Sometimes the good guys in Congress win and get one for the underdog.

Alongside the tax extenders legislation, was another bill passed by Congress and expected to be signed by the President this week. The Achieving a Better Life Experience Act of 2014, establishes “ABLE” accounts for disabled persons.

These are accounts for disabled persons to allow them to have funds to help with their disability related expenses in a tax advantaged manner and without affecting their eligibility for SSI or Medicaid.  They function much like Special Needs Trusts (SNT) or Pooled Income Trusts which are currently being used.

Generally, you can’t have any assets if you are on SSI or Medicaid.  The ABLE account provides additional funds to help with the extra significant costs of disability.  So individuals and families will be able to establish ABLE accounts that will not affect their eligibility for Medicaid, SSI or other public benefits.

These accounts function like a Sec. 529 Qualified College Tuition Plan.  In essence, you put after tax money into it and the earnings are never taxed as long as they are used for expenses helping a person with a disability.

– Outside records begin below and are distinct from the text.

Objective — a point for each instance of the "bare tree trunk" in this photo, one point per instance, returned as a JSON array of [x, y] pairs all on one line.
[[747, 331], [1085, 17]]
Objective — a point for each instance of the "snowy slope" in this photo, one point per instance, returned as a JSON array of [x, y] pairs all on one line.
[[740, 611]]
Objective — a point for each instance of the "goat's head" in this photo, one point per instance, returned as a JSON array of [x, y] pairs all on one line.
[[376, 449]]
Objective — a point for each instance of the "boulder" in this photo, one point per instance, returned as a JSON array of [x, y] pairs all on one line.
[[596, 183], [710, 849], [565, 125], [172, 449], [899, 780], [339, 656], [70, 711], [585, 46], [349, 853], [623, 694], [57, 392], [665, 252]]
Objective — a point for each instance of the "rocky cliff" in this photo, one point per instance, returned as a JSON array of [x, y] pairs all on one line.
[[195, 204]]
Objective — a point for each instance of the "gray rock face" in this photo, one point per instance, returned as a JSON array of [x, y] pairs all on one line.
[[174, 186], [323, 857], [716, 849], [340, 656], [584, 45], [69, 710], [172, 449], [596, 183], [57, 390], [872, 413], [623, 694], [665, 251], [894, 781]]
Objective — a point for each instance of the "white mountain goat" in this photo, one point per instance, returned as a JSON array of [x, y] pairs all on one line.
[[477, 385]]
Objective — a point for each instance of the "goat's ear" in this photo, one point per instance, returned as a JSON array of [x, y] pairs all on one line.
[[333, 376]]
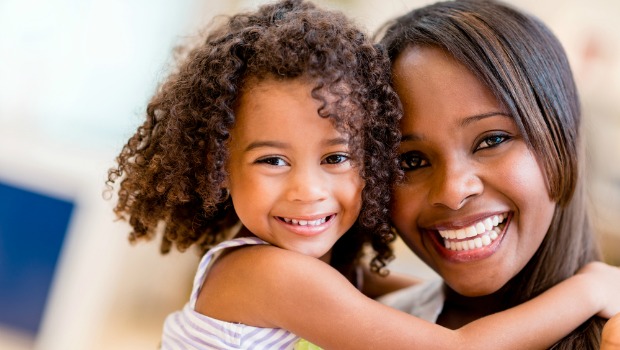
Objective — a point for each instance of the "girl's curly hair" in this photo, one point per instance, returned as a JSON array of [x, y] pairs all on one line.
[[172, 170]]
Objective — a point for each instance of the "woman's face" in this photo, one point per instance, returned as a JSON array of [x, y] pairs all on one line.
[[473, 205]]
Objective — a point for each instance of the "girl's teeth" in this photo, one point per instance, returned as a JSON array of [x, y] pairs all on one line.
[[305, 222]]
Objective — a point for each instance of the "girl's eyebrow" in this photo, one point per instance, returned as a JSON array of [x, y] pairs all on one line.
[[462, 123], [277, 144], [271, 144]]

In order to qualify for an account, the individual must be entitled to benefits based on blindness or disability under the Social Security disability insurance program or provide a disability certification to the IRS for the tax year in question.  The disability must have occurred earlier than age 26. ABLE accounts will not reduce SSI, Medicaid, or other public benefits.

Only Cash can be contributed to an ABLE account. Contributions are not deductible for income tax purposes.  However, the income is tax-free when used for qualified disability expenditures. The annual limit on contributions by anyone for one person is the amount of the annual gift tax exclusion which is $14,000 for 2015.  Only one account per disabled person is permitted.  There are some limitations on SSI if the account gets over $100K.

When funds are distributed from the ABLE account for qualified disability expenses, the money is not subject to taxation. Qualified disability expenses include:

• Education

• Housing

• Transportation

• Employment training and support

• Assistive technology and personal support services

• Health, prevention and wellness

• Financial management and administrative services

• Legal fees

• Expenses for oversight and monitoring

• Funeral and burial expenses, and

• Other expenses approved by the IRS.

If distributions exceed the qualified disability expenses, the excess will be taxable and incur a 10% penalty. When the disabled person dies, any remainder would go the deceased’s estate or to a beneficiary, subject to income tax on the investment earnings but no penalty.

People are already using a Special Needs Trust (SNT) or Pooled Income Trust to provide additional funds to help with the extra costs of disability similar to an ABLE account.  The ABLE account has two advantages.  It is tax favored and it is less expensive to set up.  Determining which option is the most appropriate will depend upon individual circumstances. For many families, the ABLE account will be a significant and viable option in addition to, rather than instead of, a Trust program.